Journalists could be given ‘notice to produce’ instead of police raids

Homes Affairs and the AFP still want to keep the power to raid homes or offices by seeking a warrant, saying the “notice to produce” laws should only operate as an alternative.

“Any framework should not limit the ability to apply for law enforcement to apply for a search warrant in those circumstances,” the submission to the Parliamentary Joint Committee on Intelligence and Security reads.

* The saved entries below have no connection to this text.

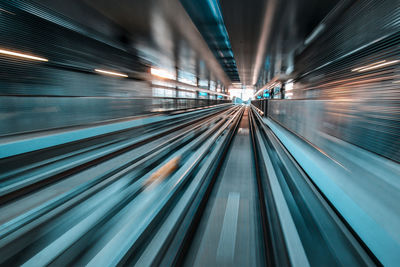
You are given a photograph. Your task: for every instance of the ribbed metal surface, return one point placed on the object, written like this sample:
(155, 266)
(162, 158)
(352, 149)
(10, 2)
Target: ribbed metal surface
(355, 64)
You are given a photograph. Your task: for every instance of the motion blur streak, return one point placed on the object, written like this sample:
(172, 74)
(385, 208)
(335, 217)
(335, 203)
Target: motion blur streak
(200, 133)
(112, 73)
(21, 55)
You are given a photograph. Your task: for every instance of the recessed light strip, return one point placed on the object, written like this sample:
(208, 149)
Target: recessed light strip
(111, 73)
(21, 55)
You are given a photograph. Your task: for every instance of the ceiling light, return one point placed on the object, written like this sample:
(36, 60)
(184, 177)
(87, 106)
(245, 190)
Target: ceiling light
(379, 65)
(111, 73)
(162, 74)
(21, 55)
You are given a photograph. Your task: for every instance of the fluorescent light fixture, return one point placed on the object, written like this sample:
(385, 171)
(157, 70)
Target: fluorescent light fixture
(21, 55)
(111, 73)
(370, 65)
(162, 74)
(379, 65)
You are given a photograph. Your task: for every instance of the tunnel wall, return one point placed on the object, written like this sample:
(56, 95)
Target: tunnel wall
(357, 122)
(332, 95)
(66, 91)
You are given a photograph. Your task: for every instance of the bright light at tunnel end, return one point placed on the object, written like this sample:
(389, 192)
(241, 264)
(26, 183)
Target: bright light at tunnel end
(21, 55)
(162, 73)
(112, 73)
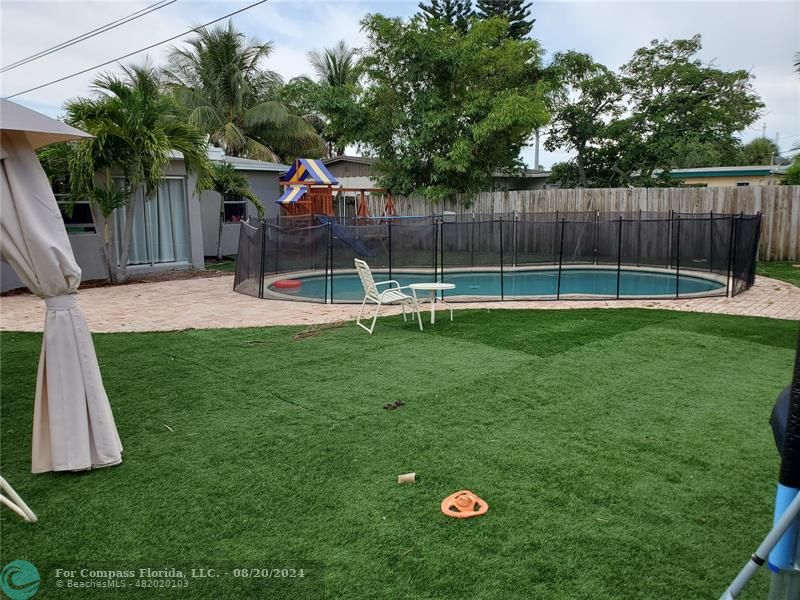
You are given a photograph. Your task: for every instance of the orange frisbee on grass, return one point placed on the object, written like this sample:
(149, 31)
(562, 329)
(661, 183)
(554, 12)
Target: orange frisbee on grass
(463, 505)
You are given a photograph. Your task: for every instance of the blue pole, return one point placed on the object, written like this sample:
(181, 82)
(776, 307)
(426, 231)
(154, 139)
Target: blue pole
(783, 556)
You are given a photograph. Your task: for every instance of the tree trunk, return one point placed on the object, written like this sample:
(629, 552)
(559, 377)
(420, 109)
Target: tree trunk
(581, 170)
(111, 271)
(130, 211)
(221, 221)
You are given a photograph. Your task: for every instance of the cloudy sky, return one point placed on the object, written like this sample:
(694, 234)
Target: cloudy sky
(759, 36)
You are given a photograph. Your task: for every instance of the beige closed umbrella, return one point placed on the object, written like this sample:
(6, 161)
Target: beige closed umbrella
(73, 426)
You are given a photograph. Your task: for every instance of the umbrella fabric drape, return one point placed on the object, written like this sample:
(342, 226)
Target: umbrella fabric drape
(73, 427)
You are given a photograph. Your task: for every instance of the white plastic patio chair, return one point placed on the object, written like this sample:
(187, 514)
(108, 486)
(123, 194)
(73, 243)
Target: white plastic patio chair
(392, 295)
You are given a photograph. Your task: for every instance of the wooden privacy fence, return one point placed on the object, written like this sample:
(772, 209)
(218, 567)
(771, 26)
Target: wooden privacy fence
(778, 204)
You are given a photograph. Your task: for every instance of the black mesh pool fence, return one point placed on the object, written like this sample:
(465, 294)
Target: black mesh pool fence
(587, 255)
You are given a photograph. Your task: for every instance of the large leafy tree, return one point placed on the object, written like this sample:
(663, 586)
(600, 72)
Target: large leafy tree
(760, 151)
(136, 128)
(663, 106)
(588, 98)
(443, 111)
(228, 93)
(454, 12)
(329, 102)
(516, 12)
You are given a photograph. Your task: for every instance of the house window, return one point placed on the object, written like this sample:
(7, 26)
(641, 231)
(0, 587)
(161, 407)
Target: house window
(160, 224)
(234, 208)
(77, 214)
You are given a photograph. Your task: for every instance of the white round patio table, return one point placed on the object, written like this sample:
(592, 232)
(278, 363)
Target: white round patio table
(432, 288)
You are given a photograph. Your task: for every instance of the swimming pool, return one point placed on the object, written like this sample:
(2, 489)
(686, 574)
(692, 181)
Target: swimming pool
(519, 283)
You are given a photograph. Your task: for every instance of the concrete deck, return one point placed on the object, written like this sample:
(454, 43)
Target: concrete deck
(209, 303)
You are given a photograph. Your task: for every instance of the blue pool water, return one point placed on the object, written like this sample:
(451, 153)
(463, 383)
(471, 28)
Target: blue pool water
(544, 282)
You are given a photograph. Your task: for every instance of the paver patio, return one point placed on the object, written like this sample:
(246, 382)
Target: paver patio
(209, 303)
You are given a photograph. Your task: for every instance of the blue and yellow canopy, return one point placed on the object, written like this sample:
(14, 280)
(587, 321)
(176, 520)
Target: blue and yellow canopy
(310, 171)
(292, 194)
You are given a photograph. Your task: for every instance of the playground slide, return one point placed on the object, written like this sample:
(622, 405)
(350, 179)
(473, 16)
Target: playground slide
(342, 235)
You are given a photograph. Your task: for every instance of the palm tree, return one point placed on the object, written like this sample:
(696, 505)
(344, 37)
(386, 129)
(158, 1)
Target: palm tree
(136, 127)
(230, 96)
(336, 66)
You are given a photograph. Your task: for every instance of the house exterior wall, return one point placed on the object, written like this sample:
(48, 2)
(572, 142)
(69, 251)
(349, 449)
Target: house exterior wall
(731, 181)
(264, 185)
(88, 249)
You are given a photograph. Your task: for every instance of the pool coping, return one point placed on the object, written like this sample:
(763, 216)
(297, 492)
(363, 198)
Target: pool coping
(269, 294)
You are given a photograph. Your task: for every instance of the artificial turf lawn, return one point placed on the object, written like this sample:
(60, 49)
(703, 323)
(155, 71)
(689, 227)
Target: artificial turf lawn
(785, 270)
(624, 454)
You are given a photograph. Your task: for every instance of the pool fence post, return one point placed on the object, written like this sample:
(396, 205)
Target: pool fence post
(732, 256)
(472, 243)
(754, 253)
(389, 226)
(711, 242)
(560, 259)
(639, 241)
(328, 264)
(669, 240)
(678, 258)
(596, 233)
(330, 242)
(278, 230)
(261, 262)
(619, 255)
(437, 248)
(514, 237)
(562, 231)
(501, 259)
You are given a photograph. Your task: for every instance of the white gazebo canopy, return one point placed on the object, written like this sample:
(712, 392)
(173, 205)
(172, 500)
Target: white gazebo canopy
(73, 427)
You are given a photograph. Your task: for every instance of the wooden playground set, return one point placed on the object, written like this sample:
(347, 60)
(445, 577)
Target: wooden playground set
(310, 190)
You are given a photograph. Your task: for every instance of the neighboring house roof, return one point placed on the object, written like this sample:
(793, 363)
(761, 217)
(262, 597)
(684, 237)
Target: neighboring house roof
(751, 170)
(361, 160)
(248, 164)
(365, 160)
(309, 170)
(238, 163)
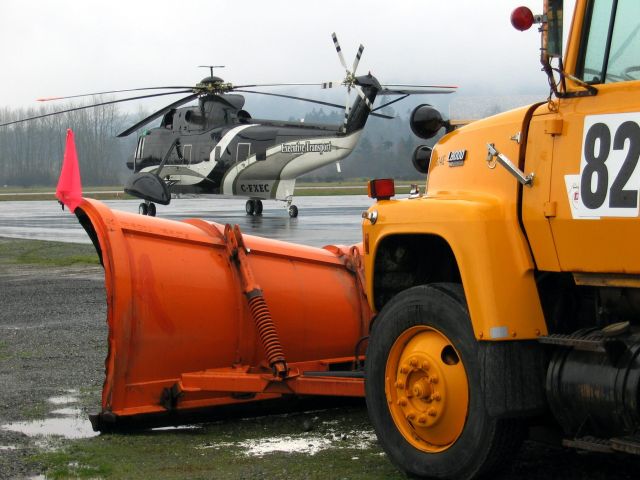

“However, as conveyed by the Ministerial Direction, the Australian Federal Police are expected to exhaust alternative investigative actions prior to undertaking investigative action in relation to a professional journalist or media organisation when investigating the unauthorised disclosure of material [made] or obtained by a current or former Commonwealth officer.”

The press freedom inquiry was sparked by controversial AFP raids of senior News Corp journalist Annika Smethurt’s home and the Sydney headquarters of the ABC.

The Home Affairs and AFP submission rejects a proposal put forward by media organisations and press freedom activists for a “contested warrants process”, where the media would be allowed to argue against a warrant in a court hearing before it is issued.

“Implementing a mandatory procedure by which the search warrant can be contested before it is issued has the potential to undermine the efficacy of such a warrant, and the ability of law enforcement or intelligence agencies to effectively investigate criminal activities,” the submission says.

“It would necessarily alert a person of interest (potentially including a suspect) to the existence and particulars of a law enforcement investigation, and may provide an opportunity to destroy evidence, or relocate evidence to another location or jurisdiction.”

The parliamentary inquiry has been awaiting the joint submission for months, with members of the PJCIS saying it has held up the committee from reporting its findings.

Labor member of the committee, Mark Dreyfus, on Friday morning questioned Department of Home Affairs first assistance secretary Hamish Hansford on why it had taken months to hand down the six-page submission.


“The balance of evidence before the press freedom inquiry from some individual organisations was promoting the concept of a contested warrant,” Mr Hansford told a separate inquiry into metadata laws.

“It took us some time to work with the Australian Federal Police to explore what a contested warrant would look like.”